Глаза Пьера округлились и остекленели, он стукнул книгой по столу, вслед за ним принялись стучать остальные четверо. «Не по‑ни‑ма‑ем! Не по‑ни‑ма‑ем!» Как будто злой вирус поразил их всех сразу: они забыли, что только что спокойно учились, забыли, что любят Агнес. Казалось, приют сомкнул над ними стены, подменил собой небо и солнце, заставив кричать и биться, пытаться вырваться, сделать вид, что нет никакого приюта, а есть свобода, право на каприз, право быть обычными детьми. Винсент сидел сзади, читая что‑то свое. Он поднял голову, поймал ритм этого «не‑по‑ни‑ма‑ем», увидел, как вскочила с места всполошившаяся Агнес, быстро встал, бесшумной змеей скользнул к Пьеру, ухватил за шкирку, выволок к учительскому столу и ткнул носом в учебник.

– Повтори, чего ты не понимаешь, Пьер, – тихо попросил Ратленд, не давая мальчику распрямиться. Класс затих. – Скажи, что именно ты не понимаешь, иначе я пересчитаю твоим носом каждую переменную в этом учебнике.

И Агнес, и мальчики видели, что Винсент держит Пьера очень крепко: еще немного, и прольется кровь (пусть из носа). Агнес в ужасе молчала. Пьер тихо поскуливал. Четверо за партами тяжело дышали. Винсент наклонился и приблизил губы к уху Пьера. «Больше никогда так не делай», – сказал он тихо, но так, что услышали все. Инцидент был исчерпан, никто не стал драматично выходить из комнаты, плакать или кричать. Никто вообще ничего не сказал. Винсент распрямил Пьера, поправил на нем курточку, подтолкнул назад к месту. Агнес подошла к столу и осторожно расправила страницу учебника, в которую уже почти впиталась одинокая Пьерова слеза. Чейнджлинг вернулся в свой угол и преспокойно открыл книгу на той же странице, где отвлекся. Урок продолжился.
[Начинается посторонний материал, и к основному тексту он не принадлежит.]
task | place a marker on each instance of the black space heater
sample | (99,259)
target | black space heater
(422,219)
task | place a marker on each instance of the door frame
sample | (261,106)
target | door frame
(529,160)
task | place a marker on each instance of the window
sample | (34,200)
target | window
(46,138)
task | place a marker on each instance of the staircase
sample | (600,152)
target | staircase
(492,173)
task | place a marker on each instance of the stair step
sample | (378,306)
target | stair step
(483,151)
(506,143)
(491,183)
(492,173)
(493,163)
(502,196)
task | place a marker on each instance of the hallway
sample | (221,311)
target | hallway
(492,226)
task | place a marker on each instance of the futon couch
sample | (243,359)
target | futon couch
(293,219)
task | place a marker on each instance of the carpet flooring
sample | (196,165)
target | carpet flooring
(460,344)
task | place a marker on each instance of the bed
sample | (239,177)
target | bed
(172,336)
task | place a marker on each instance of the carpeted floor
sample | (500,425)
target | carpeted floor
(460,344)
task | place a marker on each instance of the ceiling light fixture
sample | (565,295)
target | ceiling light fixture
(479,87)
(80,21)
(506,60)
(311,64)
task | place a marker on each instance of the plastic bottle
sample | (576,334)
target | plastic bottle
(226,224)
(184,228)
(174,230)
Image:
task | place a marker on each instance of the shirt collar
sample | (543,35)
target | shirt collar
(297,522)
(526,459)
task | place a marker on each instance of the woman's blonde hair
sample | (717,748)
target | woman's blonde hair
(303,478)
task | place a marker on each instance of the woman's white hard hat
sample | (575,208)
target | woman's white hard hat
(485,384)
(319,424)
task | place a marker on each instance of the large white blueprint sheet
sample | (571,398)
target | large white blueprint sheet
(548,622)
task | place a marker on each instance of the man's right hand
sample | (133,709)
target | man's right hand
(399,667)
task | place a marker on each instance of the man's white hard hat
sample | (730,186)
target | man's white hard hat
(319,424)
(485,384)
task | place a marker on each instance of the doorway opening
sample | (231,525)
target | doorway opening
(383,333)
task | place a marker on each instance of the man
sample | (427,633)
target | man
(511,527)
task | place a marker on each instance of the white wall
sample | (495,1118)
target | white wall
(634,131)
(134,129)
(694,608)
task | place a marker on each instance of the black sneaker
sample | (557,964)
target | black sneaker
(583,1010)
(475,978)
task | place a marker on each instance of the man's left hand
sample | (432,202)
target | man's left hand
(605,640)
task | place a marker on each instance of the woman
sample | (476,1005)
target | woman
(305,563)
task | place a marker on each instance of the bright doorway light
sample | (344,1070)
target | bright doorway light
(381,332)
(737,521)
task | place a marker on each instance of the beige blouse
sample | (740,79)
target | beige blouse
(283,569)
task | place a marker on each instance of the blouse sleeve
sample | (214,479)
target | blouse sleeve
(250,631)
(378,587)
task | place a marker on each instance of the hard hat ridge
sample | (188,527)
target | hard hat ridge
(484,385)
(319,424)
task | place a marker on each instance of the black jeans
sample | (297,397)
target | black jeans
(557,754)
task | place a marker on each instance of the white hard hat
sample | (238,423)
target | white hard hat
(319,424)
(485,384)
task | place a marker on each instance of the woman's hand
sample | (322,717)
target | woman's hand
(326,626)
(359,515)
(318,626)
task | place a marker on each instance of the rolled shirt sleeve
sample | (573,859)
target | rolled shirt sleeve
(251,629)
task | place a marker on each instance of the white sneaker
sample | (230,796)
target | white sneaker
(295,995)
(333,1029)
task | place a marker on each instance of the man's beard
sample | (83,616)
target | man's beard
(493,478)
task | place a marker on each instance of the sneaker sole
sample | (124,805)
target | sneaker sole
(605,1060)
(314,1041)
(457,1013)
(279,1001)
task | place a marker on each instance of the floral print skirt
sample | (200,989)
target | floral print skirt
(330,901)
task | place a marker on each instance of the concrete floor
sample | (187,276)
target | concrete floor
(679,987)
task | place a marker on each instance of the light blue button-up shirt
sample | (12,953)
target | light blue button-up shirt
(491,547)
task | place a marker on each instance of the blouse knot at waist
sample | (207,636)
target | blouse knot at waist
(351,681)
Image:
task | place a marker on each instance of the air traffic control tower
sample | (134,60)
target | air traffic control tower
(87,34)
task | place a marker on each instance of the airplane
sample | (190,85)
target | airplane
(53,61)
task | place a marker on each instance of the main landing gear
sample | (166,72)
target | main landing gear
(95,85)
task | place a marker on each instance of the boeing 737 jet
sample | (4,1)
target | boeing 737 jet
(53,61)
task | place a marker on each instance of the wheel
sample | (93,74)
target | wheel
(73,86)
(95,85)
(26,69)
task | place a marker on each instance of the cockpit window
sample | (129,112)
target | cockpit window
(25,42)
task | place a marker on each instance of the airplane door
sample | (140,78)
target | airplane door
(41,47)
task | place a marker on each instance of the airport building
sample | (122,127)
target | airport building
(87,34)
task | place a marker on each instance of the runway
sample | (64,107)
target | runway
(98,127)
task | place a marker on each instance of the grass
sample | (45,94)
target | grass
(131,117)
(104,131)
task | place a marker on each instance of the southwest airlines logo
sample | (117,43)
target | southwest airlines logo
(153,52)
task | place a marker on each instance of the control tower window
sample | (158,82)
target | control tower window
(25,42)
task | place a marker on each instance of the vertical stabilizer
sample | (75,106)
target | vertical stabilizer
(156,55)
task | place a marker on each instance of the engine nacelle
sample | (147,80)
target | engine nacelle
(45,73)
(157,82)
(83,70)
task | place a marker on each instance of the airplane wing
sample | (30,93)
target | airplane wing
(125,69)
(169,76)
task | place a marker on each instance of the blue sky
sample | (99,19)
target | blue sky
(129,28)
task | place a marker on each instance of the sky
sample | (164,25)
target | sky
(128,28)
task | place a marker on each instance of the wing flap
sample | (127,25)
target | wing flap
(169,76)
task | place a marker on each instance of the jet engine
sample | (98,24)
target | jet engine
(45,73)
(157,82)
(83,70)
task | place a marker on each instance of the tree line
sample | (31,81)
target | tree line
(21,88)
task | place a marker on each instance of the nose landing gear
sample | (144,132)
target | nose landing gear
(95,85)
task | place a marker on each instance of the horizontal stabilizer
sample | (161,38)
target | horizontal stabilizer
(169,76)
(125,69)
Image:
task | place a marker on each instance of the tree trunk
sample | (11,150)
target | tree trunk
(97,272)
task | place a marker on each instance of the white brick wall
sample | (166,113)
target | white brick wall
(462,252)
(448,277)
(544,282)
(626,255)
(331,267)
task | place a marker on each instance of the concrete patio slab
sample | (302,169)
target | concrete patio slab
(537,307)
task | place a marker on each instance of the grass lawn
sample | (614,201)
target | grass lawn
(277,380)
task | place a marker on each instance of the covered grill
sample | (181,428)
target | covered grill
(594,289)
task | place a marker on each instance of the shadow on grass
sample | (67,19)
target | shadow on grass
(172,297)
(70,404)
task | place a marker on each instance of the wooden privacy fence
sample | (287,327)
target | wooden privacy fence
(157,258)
А в этот тихий майский день Агнес занималась рутинной починкой детской одежды, а Винсент с обычно нехарактерной для него лихорадочностью листал слева направо (то есть по порядку) неизвестно где добытую китайскую хронику. Располагались они в тенистой западной части клуатра, которую оба любили больше, чем парадную внешнюю: та (хотя и огороженная высокой стеной, как почти вся миссия) была сориентирована в большей степени на полезность. Там цвели и кое‑как вызревали разные груши и сливы, стройными рядами теснились чахлые огородные культуры и бродили дежурные, занимавшиеся поливкой, прополкой и окучиванием боровшихся за жизнь посадок. А вот внутренний дворик располагался на неухоженной почве старого Пекина и был пыльным, желтым, припорошенным песком и местами заросшим случайным кустарником и клочками травы, с переменным успехом пытавшейся перебежать песчаный прямоугольник от солнца до тени. Вот там‑то, неподалеку от угловой колонны галереи, украшенной универсальной горгульей, и сидели Агнес и Винсент, между делом ведя свои пунктирные диалоги.

– Где ты опять был? – спрашивала Агнес, не отрываясь от штопки.

– Так, в городе, – бормотал Винсент, не отрываясь от книги.

– И что же отец Иоахим? – В голосе Агнес звучало беспокойство.

– Все как обычно, Агнес. – Шелест страницы, молчание. Агнес опустила шитье на колени и подняла глаза на собеседника. Он улыбался с долей озорства, ему же еще не было и пятнадцати, и молчал. Но Агнес не сдавалась:

– Что «как обычно»?

Отец Иоахим не любил шутить. И монахиня, и мальчик слишком хорошо знали оборотную сторону благотворительности, под зонтиком которой располагался приют: в случае чего не возбранялось немного поморить воспитанника голодом. В казенных заведениях у мальчиков и девочек, в отличие от изнеженных домашних детей, кидающих недоеденные пирожные за рояль, не бывает плохого аппетита.

– Я мало ем, – объяснил Винсент то, что Агнес знала и так, – почти не пью и вовсе не сплю, что он может со мной сделать?

Агнес могла и не напоминать Винсенту о настоятеле. У хозяина крошечного католического анклава в море китайцев были свои доверенные лица. Много ли надо растерянным детям, равно чужим для окружавшей их громадной желтой страны и для монахинь – матерей и сестер лишь по названию, не по родству…

Скажем, о том происшествии с Пьером стало известно в тот же день, вскоре после урока. Отец Иоахим вызвал Винсента и долго пытал его о том, как он оказался на уроке сестры Агнес («это мое свободное время»), почему осмелился применить силу («надо было подавить бунт»), понимает ли он, что в монастыре существует официальная власть, к которой он, Винсент, не относится («официальной власти можно и не дождаться»). Пора перестать огрызаться: когда отец‑настоятель делает внушение воспитаннику, тому пристало стоять молча и потупившись. Выслушав последнюю реплику, воспитанник замолчал до конца разговора, правда, так и не потупившись, – похоже, не знал, как это делается.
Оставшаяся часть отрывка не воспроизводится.